Increasing functional status in vascular patients fitted with a prosthesis after amputation was incrementally associated with improved survival, a retrospective analysis of a 10-year experience at a Dallas-based practice showed.
The team at Baylor Scott & White The Heart Hospital-Plano established that as lower extremity amputees referred for an artificial limb progressed through Medicare Functional Classification Levels—known as K-levels—the probability of survival increased.
At the low end, K0 status means a patient has no functional ability with a prosthesis; conversely, K4 status can mean athletic-level ability. Since the Dallas study involved vascular patients, all 123 referred for a prosthesis who were included were K1 to K3 level, explained lead researcher William Shutze, MD, a vascular surgeon with the Texas Vascular Associates practice group. “As patients went from K1 to K2 and up from K2 to K3, that survival curve was sequentially higher statistically,” he told Vascular Specialist. “Our hypothesis initially was that obtaining a prosthetic will improve your survival, but a higher functional level with that prosthetic will even further improve your survival.”
The latest data were presented at the 2024 Southern Association for Vascular Surgery (SAVS) annual meeting held in Scottsdale, Arizona (Jan. 24–27) and are under review for publication in the Journal of Vascular Surgery.
Shutze and colleagues have previously demonstrated that prosthetic referral was an independent predictor of long-term survival among patients who had undergone lower-extremity amputation, finding factors associated with decreased survival were increasing age, higher American Society of Anesthesiologists (ASA) class, Black race, and body mass index (BMI). Prosthesis-referred patients were approximately 50% less likely to experience mortality, they reported in 2021.
With these findings in mind and the latest results from their study of functional status, Shutze said he is now settling on new questions. “Should we really now be taking our patients, after they get their prosthesis, and providing them with more physical therapy to get them to a higher functional level?” he asked. “Should we be encouraging them to get from K1 to K2 or K2 to K3?” K1 status involves a prosthesis-fitted amputee who is able to move around the home on level surfaces; the K2 level involves patients who can ambulate more in the community with the assistance of a wheelchair; and K3 patients have a level of functional independence whereby they can move around in their artificial limb whenever they choose to use it.
“If we could show patients this data and use it to motivate them, to actually see an improvement in their status, then track that person and compare their survival, that would be phenomenal,” Shutze continued.
He now plans to assemble enough partners at other centers in a multi-institutional study to produce more patients who undergo a change in functional status.
But the data out of Dallas are translational right now, Shutze said. “If people really believe the findings, we can start getting more patients into prosthetics and then we can continue to work with them afterward to get them to a higher functional level.”
Prosthetists are important partners in this endeavor, he added. “We know their main focus is on getting these patients a functional limb, but we want to get them as functional as possible with that functional limb.”

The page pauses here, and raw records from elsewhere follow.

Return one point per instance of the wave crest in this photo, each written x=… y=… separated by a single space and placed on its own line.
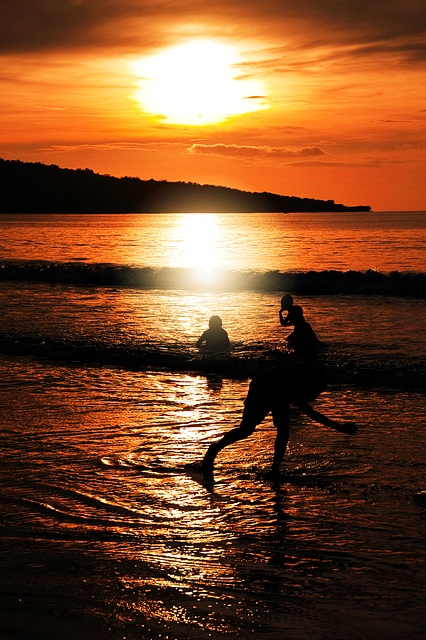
x=369 y=282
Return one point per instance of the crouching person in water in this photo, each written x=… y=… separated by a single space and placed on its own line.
x=215 y=338
x=274 y=391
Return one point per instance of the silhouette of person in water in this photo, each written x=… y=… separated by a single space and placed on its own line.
x=302 y=341
x=215 y=338
x=287 y=305
x=275 y=390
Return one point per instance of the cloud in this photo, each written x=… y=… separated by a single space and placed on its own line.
x=251 y=151
x=43 y=25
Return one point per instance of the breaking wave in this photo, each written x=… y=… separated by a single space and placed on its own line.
x=369 y=282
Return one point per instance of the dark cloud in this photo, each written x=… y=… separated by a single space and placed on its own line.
x=252 y=151
x=29 y=25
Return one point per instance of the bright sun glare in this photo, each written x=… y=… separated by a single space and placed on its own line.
x=195 y=84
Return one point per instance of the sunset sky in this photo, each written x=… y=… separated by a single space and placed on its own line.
x=298 y=97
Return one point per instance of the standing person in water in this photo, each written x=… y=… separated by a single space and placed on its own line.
x=215 y=338
x=287 y=305
x=302 y=341
x=275 y=390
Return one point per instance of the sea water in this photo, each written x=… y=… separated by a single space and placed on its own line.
x=108 y=530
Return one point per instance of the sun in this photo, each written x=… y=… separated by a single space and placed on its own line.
x=195 y=84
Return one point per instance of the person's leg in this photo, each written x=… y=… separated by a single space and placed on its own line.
x=255 y=409
x=281 y=419
x=239 y=433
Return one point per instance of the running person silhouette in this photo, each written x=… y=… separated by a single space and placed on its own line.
x=274 y=391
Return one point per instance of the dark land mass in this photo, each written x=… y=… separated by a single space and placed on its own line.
x=28 y=187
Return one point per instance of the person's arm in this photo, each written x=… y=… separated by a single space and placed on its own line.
x=348 y=428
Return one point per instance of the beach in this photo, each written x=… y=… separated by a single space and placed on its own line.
x=108 y=528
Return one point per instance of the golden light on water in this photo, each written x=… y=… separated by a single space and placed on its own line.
x=195 y=84
x=199 y=248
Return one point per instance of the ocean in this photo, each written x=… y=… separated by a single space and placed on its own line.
x=108 y=528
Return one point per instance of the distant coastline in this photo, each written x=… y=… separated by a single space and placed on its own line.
x=29 y=187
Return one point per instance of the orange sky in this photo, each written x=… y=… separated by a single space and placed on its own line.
x=339 y=88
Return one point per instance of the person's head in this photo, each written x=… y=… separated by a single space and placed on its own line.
x=215 y=322
x=286 y=302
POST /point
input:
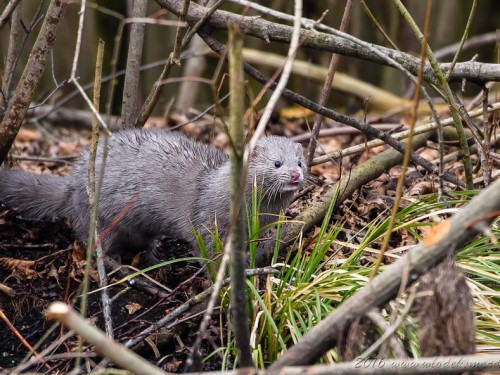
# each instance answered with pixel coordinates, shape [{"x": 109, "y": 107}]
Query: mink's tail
[{"x": 37, "y": 196}]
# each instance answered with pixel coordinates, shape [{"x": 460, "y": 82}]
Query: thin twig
[
  {"x": 327, "y": 87},
  {"x": 131, "y": 85}
]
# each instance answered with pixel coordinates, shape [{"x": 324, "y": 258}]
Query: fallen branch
[{"x": 274, "y": 32}]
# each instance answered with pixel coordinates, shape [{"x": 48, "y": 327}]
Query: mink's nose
[{"x": 295, "y": 176}]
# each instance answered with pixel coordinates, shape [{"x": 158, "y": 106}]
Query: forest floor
[{"x": 41, "y": 262}]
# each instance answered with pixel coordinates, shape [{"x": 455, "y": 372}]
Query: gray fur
[{"x": 178, "y": 184}]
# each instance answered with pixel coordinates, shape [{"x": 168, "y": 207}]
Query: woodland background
[{"x": 329, "y": 274}]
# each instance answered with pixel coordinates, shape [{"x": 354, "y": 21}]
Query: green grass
[{"x": 312, "y": 284}]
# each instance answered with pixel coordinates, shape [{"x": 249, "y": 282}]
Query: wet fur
[{"x": 177, "y": 184}]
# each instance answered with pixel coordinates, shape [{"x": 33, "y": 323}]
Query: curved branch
[{"x": 270, "y": 31}]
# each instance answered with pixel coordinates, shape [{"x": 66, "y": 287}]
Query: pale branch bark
[
  {"x": 130, "y": 99},
  {"x": 273, "y": 32},
  {"x": 31, "y": 76},
  {"x": 105, "y": 346},
  {"x": 451, "y": 234},
  {"x": 237, "y": 236},
  {"x": 10, "y": 60},
  {"x": 8, "y": 10},
  {"x": 327, "y": 87},
  {"x": 326, "y": 112}
]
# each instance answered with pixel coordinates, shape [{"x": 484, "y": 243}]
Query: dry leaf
[{"x": 133, "y": 307}]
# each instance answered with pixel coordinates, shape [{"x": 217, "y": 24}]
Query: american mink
[{"x": 164, "y": 182}]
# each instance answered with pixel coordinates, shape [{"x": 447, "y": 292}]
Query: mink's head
[{"x": 278, "y": 165}]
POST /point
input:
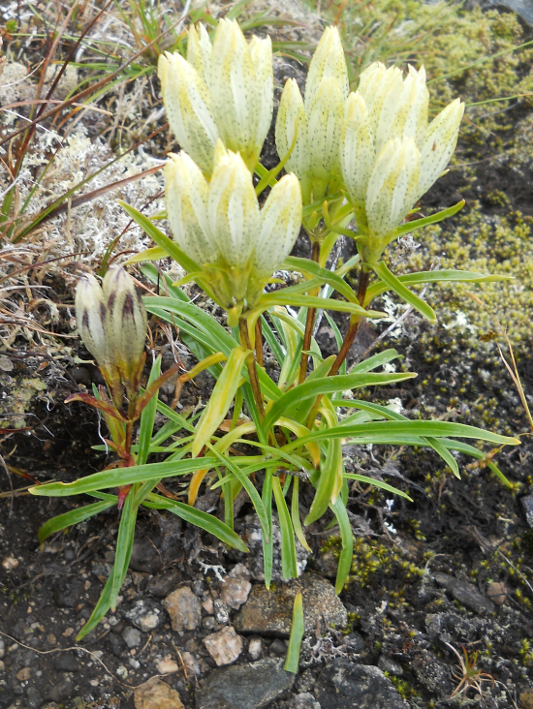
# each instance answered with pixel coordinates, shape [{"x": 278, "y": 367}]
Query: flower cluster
[
  {"x": 220, "y": 226},
  {"x": 112, "y": 323}
]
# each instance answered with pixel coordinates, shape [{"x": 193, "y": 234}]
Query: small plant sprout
[
  {"x": 467, "y": 674},
  {"x": 222, "y": 91}
]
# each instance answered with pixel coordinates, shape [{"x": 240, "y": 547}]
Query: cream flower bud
[
  {"x": 188, "y": 106},
  {"x": 186, "y": 193},
  {"x": 91, "y": 316},
  {"x": 261, "y": 54},
  {"x": 239, "y": 93},
  {"x": 439, "y": 144},
  {"x": 325, "y": 119},
  {"x": 328, "y": 63},
  {"x": 125, "y": 322},
  {"x": 281, "y": 218},
  {"x": 199, "y": 52},
  {"x": 233, "y": 210},
  {"x": 357, "y": 154},
  {"x": 392, "y": 186},
  {"x": 291, "y": 118}
]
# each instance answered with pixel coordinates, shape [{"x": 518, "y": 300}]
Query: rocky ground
[{"x": 438, "y": 609}]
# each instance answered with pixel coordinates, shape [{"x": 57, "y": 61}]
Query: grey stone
[
  {"x": 343, "y": 685},
  {"x": 270, "y": 612},
  {"x": 465, "y": 593},
  {"x": 249, "y": 686},
  {"x": 184, "y": 609},
  {"x": 145, "y": 615},
  {"x": 132, "y": 637}
]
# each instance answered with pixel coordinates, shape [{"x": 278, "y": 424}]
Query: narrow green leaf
[
  {"x": 220, "y": 399},
  {"x": 297, "y": 632},
  {"x": 201, "y": 519},
  {"x": 328, "y": 385},
  {"x": 289, "y": 566},
  {"x": 345, "y": 558},
  {"x": 405, "y": 294},
  {"x": 123, "y": 476},
  {"x": 56, "y": 524},
  {"x": 148, "y": 416}
]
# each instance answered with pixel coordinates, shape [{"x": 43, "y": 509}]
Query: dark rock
[
  {"x": 68, "y": 594},
  {"x": 162, "y": 584},
  {"x": 66, "y": 662},
  {"x": 270, "y": 612},
  {"x": 7, "y": 697},
  {"x": 250, "y": 686},
  {"x": 145, "y": 615},
  {"x": 465, "y": 593},
  {"x": 60, "y": 691},
  {"x": 343, "y": 685},
  {"x": 33, "y": 697}
]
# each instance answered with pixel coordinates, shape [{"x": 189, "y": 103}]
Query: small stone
[
  {"x": 221, "y": 611},
  {"x": 268, "y": 612},
  {"x": 235, "y": 592},
  {"x": 24, "y": 674},
  {"x": 184, "y": 609},
  {"x": 156, "y": 694},
  {"x": 167, "y": 666},
  {"x": 144, "y": 615},
  {"x": 497, "y": 593},
  {"x": 255, "y": 648},
  {"x": 9, "y": 563},
  {"x": 224, "y": 647},
  {"x": 305, "y": 701},
  {"x": 66, "y": 662},
  {"x": 191, "y": 663},
  {"x": 526, "y": 699},
  {"x": 132, "y": 637},
  {"x": 248, "y": 686},
  {"x": 208, "y": 607},
  {"x": 345, "y": 685}
]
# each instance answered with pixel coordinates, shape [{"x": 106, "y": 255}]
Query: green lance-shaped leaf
[
  {"x": 222, "y": 396},
  {"x": 297, "y": 633},
  {"x": 405, "y": 294}
]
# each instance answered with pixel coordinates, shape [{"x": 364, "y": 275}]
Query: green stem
[
  {"x": 251, "y": 365},
  {"x": 309, "y": 324}
]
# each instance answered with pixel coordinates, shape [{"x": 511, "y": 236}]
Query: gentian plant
[{"x": 360, "y": 159}]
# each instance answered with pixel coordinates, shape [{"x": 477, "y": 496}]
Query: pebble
[
  {"x": 344, "y": 685},
  {"x": 465, "y": 593},
  {"x": 248, "y": 686},
  {"x": 145, "y": 615},
  {"x": 191, "y": 663},
  {"x": 184, "y": 609},
  {"x": 497, "y": 592},
  {"x": 156, "y": 694},
  {"x": 526, "y": 699},
  {"x": 24, "y": 674},
  {"x": 236, "y": 587},
  {"x": 224, "y": 647},
  {"x": 167, "y": 666},
  {"x": 255, "y": 648},
  {"x": 132, "y": 637},
  {"x": 268, "y": 612},
  {"x": 305, "y": 701},
  {"x": 66, "y": 662}
]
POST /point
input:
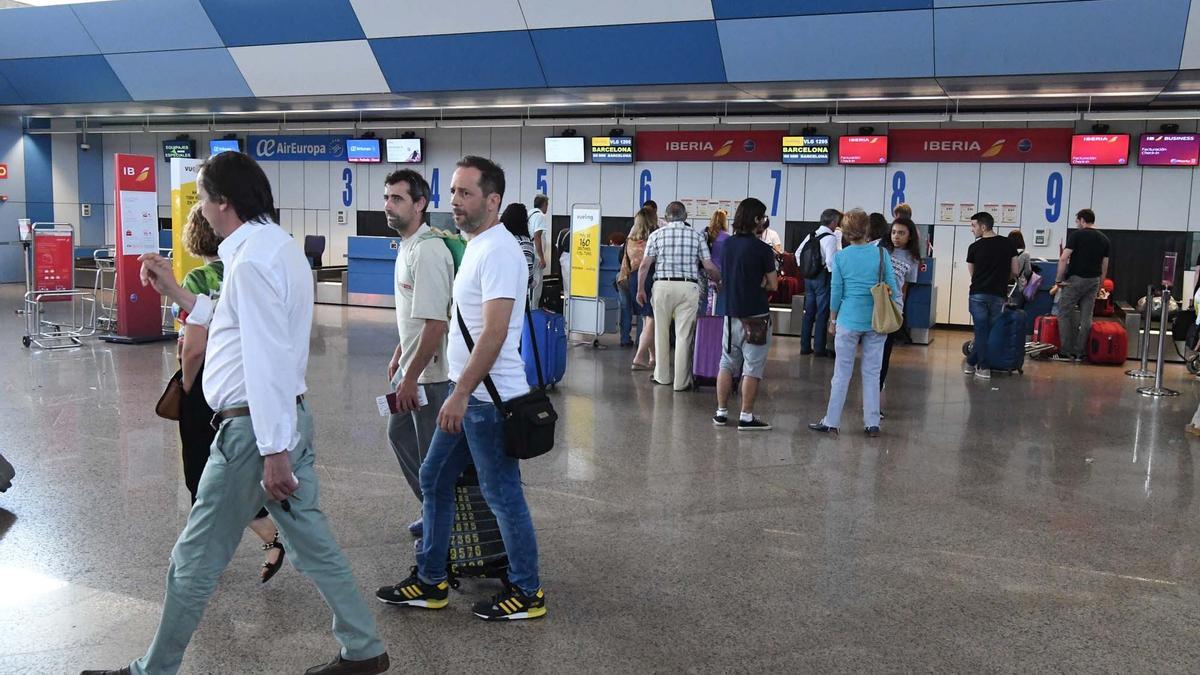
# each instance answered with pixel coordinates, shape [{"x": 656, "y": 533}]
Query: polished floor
[{"x": 1037, "y": 523}]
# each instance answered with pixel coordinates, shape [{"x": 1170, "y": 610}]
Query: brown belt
[{"x": 229, "y": 413}]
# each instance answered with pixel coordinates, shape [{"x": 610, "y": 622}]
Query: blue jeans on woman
[
  {"x": 499, "y": 479},
  {"x": 985, "y": 311},
  {"x": 846, "y": 344}
]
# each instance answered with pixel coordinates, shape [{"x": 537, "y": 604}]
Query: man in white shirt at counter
[
  {"x": 255, "y": 378},
  {"x": 539, "y": 231}
]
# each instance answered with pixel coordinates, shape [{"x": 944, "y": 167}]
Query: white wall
[{"x": 310, "y": 195}]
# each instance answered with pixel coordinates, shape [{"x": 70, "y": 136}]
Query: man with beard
[
  {"x": 424, "y": 274},
  {"x": 490, "y": 296}
]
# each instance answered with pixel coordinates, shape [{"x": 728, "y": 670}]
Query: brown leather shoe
[{"x": 342, "y": 667}]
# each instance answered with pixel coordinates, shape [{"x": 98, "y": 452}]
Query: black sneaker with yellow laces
[
  {"x": 414, "y": 592},
  {"x": 511, "y": 605}
]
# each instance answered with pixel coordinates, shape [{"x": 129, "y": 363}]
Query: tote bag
[{"x": 886, "y": 315}]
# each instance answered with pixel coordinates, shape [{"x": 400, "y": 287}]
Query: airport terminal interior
[{"x": 1031, "y": 513}]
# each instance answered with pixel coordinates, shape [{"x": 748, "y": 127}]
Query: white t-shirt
[
  {"x": 424, "y": 273},
  {"x": 492, "y": 268},
  {"x": 539, "y": 222},
  {"x": 771, "y": 238}
]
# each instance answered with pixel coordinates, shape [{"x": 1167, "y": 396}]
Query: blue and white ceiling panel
[
  {"x": 820, "y": 47},
  {"x": 186, "y": 73},
  {"x": 672, "y": 53},
  {"x": 448, "y": 63},
  {"x": 577, "y": 13},
  {"x": 753, "y": 9},
  {"x": 148, "y": 25},
  {"x": 281, "y": 22},
  {"x": 64, "y": 79},
  {"x": 310, "y": 69},
  {"x": 1061, "y": 37},
  {"x": 411, "y": 18},
  {"x": 42, "y": 31}
]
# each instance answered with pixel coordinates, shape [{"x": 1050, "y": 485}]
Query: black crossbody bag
[{"x": 529, "y": 419}]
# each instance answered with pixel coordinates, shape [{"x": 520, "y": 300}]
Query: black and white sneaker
[{"x": 755, "y": 424}]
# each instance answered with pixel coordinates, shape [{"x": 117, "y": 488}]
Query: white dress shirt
[
  {"x": 258, "y": 335},
  {"x": 828, "y": 245}
]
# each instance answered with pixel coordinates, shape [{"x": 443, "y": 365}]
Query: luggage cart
[
  {"x": 105, "y": 288},
  {"x": 52, "y": 281}
]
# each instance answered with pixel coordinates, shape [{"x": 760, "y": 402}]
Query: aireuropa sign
[{"x": 298, "y": 148}]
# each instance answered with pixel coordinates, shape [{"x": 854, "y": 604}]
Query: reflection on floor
[{"x": 1043, "y": 521}]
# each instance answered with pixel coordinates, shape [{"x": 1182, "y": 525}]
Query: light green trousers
[{"x": 228, "y": 497}]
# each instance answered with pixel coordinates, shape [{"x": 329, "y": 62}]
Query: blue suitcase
[
  {"x": 1006, "y": 344},
  {"x": 549, "y": 342}
]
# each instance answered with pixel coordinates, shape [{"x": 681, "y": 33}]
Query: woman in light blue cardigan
[{"x": 856, "y": 268}]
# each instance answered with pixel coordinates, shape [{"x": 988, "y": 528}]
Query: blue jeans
[
  {"x": 499, "y": 479},
  {"x": 815, "y": 324},
  {"x": 984, "y": 311},
  {"x": 846, "y": 342}
]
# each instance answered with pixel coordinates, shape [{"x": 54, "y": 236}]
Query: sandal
[{"x": 269, "y": 568}]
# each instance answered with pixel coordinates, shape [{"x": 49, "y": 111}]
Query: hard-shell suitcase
[
  {"x": 550, "y": 333},
  {"x": 1045, "y": 330},
  {"x": 1108, "y": 342},
  {"x": 477, "y": 548},
  {"x": 1006, "y": 342},
  {"x": 706, "y": 359}
]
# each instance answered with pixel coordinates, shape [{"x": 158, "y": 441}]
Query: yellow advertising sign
[
  {"x": 586, "y": 252},
  {"x": 183, "y": 197}
]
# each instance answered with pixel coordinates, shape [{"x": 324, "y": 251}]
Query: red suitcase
[
  {"x": 789, "y": 286},
  {"x": 1108, "y": 342},
  {"x": 706, "y": 358},
  {"x": 1045, "y": 330}
]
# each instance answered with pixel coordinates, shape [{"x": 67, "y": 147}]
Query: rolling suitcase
[
  {"x": 1006, "y": 342},
  {"x": 544, "y": 341},
  {"x": 477, "y": 548},
  {"x": 706, "y": 358},
  {"x": 1045, "y": 330},
  {"x": 1108, "y": 342}
]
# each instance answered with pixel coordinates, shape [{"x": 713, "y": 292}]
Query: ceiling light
[
  {"x": 899, "y": 118},
  {"x": 676, "y": 120},
  {"x": 396, "y": 124},
  {"x": 775, "y": 119},
  {"x": 570, "y": 121},
  {"x": 1119, "y": 115},
  {"x": 478, "y": 124},
  {"x": 1014, "y": 117}
]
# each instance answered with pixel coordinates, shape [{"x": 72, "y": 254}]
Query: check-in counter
[
  {"x": 371, "y": 267},
  {"x": 921, "y": 306}
]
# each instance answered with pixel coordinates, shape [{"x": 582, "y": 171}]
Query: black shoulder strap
[{"x": 487, "y": 378}]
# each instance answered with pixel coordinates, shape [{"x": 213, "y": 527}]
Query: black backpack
[{"x": 811, "y": 261}]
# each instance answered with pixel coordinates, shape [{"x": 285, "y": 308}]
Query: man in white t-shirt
[
  {"x": 490, "y": 302},
  {"x": 539, "y": 231},
  {"x": 424, "y": 274}
]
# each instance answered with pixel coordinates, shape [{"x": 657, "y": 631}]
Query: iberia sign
[
  {"x": 1020, "y": 145},
  {"x": 709, "y": 145}
]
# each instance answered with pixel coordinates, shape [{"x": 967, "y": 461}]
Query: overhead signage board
[
  {"x": 1014, "y": 145},
  {"x": 709, "y": 145},
  {"x": 805, "y": 149},
  {"x": 298, "y": 148}
]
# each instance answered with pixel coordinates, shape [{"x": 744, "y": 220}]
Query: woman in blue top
[{"x": 856, "y": 268}]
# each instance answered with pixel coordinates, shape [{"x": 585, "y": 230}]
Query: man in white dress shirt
[{"x": 255, "y": 378}]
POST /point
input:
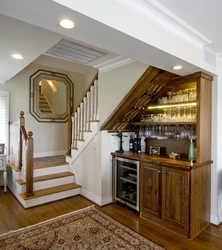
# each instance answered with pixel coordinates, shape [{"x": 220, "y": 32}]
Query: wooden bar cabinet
[{"x": 175, "y": 193}]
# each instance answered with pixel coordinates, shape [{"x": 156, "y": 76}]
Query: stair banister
[
  {"x": 86, "y": 112},
  {"x": 25, "y": 155}
]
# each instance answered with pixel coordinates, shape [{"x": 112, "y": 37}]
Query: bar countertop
[{"x": 160, "y": 160}]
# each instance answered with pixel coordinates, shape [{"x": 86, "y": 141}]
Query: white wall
[
  {"x": 49, "y": 138},
  {"x": 115, "y": 84},
  {"x": 113, "y": 87}
]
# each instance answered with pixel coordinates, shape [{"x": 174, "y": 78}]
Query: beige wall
[{"x": 49, "y": 138}]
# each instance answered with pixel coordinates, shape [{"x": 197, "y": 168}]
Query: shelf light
[
  {"x": 67, "y": 24},
  {"x": 173, "y": 105},
  {"x": 17, "y": 56},
  {"x": 177, "y": 67}
]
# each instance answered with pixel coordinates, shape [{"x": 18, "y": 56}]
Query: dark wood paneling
[
  {"x": 175, "y": 197},
  {"x": 150, "y": 189}
]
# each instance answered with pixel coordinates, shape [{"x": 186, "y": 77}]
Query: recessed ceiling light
[
  {"x": 67, "y": 24},
  {"x": 177, "y": 67},
  {"x": 17, "y": 56}
]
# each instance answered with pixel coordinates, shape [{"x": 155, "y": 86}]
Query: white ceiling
[{"x": 31, "y": 28}]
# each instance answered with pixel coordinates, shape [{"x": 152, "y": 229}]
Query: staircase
[{"x": 50, "y": 180}]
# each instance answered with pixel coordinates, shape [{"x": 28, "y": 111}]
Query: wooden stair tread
[
  {"x": 48, "y": 165},
  {"x": 47, "y": 177},
  {"x": 13, "y": 166},
  {"x": 52, "y": 190}
]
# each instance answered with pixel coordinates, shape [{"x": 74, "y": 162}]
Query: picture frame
[{"x": 2, "y": 148}]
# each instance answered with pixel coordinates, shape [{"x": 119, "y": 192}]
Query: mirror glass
[{"x": 51, "y": 96}]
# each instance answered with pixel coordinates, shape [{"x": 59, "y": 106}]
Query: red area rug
[{"x": 87, "y": 228}]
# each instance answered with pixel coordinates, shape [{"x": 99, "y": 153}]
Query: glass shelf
[
  {"x": 162, "y": 123},
  {"x": 173, "y": 105}
]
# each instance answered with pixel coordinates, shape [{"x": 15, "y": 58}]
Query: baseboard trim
[{"x": 216, "y": 219}]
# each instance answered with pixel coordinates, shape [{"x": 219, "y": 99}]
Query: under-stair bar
[
  {"x": 25, "y": 155},
  {"x": 86, "y": 112}
]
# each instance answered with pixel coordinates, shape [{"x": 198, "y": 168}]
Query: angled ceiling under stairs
[{"x": 151, "y": 85}]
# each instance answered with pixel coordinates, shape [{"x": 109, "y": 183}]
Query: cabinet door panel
[
  {"x": 175, "y": 198},
  {"x": 151, "y": 189}
]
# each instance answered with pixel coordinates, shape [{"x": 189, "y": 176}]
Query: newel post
[
  {"x": 20, "y": 140},
  {"x": 29, "y": 165}
]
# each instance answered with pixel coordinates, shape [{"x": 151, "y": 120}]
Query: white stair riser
[
  {"x": 87, "y": 136},
  {"x": 46, "y": 183},
  {"x": 53, "y": 182},
  {"x": 51, "y": 197},
  {"x": 51, "y": 170}
]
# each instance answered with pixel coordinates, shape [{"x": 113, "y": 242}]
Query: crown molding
[
  {"x": 156, "y": 14},
  {"x": 113, "y": 63},
  {"x": 3, "y": 80}
]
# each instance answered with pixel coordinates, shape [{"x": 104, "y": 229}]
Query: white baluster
[
  {"x": 96, "y": 113},
  {"x": 81, "y": 120},
  {"x": 92, "y": 103},
  {"x": 88, "y": 111},
  {"x": 78, "y": 123},
  {"x": 85, "y": 113},
  {"x": 76, "y": 129},
  {"x": 73, "y": 130}
]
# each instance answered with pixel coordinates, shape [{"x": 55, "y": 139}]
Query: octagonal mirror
[{"x": 51, "y": 96}]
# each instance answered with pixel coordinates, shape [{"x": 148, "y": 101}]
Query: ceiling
[{"x": 31, "y": 28}]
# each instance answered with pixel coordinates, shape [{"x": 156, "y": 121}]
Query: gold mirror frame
[{"x": 56, "y": 79}]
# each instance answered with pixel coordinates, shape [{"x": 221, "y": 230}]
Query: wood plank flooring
[{"x": 13, "y": 216}]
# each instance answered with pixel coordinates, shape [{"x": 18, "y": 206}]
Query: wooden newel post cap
[{"x": 30, "y": 133}]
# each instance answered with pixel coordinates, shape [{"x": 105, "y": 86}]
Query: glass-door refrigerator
[{"x": 126, "y": 182}]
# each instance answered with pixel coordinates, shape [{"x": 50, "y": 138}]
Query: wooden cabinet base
[{"x": 159, "y": 225}]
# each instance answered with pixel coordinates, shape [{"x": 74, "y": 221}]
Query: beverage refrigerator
[{"x": 126, "y": 182}]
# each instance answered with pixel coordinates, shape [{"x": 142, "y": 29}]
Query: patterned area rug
[
  {"x": 87, "y": 228},
  {"x": 49, "y": 159}
]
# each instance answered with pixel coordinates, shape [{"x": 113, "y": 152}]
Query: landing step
[
  {"x": 52, "y": 190},
  {"x": 48, "y": 165},
  {"x": 47, "y": 177}
]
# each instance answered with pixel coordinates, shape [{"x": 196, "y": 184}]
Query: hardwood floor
[{"x": 13, "y": 216}]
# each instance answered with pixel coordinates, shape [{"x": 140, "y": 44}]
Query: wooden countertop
[{"x": 161, "y": 160}]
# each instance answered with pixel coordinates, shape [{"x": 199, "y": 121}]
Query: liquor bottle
[
  {"x": 135, "y": 144},
  {"x": 191, "y": 155},
  {"x": 139, "y": 144},
  {"x": 131, "y": 143}
]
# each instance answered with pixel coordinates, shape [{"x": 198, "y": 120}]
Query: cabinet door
[
  {"x": 150, "y": 190},
  {"x": 175, "y": 196}
]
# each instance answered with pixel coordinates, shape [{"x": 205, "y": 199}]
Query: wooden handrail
[
  {"x": 28, "y": 168},
  {"x": 71, "y": 114},
  {"x": 24, "y": 132}
]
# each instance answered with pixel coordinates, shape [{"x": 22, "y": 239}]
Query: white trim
[
  {"x": 113, "y": 63},
  {"x": 158, "y": 15},
  {"x": 6, "y": 94},
  {"x": 216, "y": 219}
]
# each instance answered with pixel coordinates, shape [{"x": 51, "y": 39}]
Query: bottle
[
  {"x": 139, "y": 144},
  {"x": 191, "y": 155},
  {"x": 135, "y": 144},
  {"x": 131, "y": 143}
]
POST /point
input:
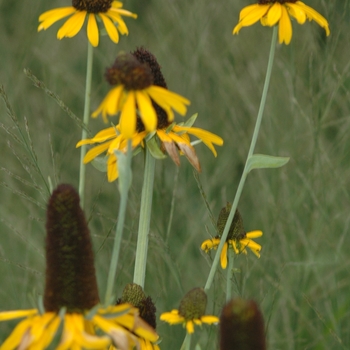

All of that said, Shutze lamented his practice’s prosthetic referral rate: it was just 36%. “Even though we are a group that is focused on prosthetics for our vascular patients who lose a limb, our successful referral was less than half. I think that’s a symptom of the barriers in the process of getting a patient from the operating room into the prosthetics office,” he said. “I’d encourage people around the country to look at their own referral rates and see if they are satisfied with those. The literature shows the referral rate at one center was 80%. I think that is a reasonable goal.”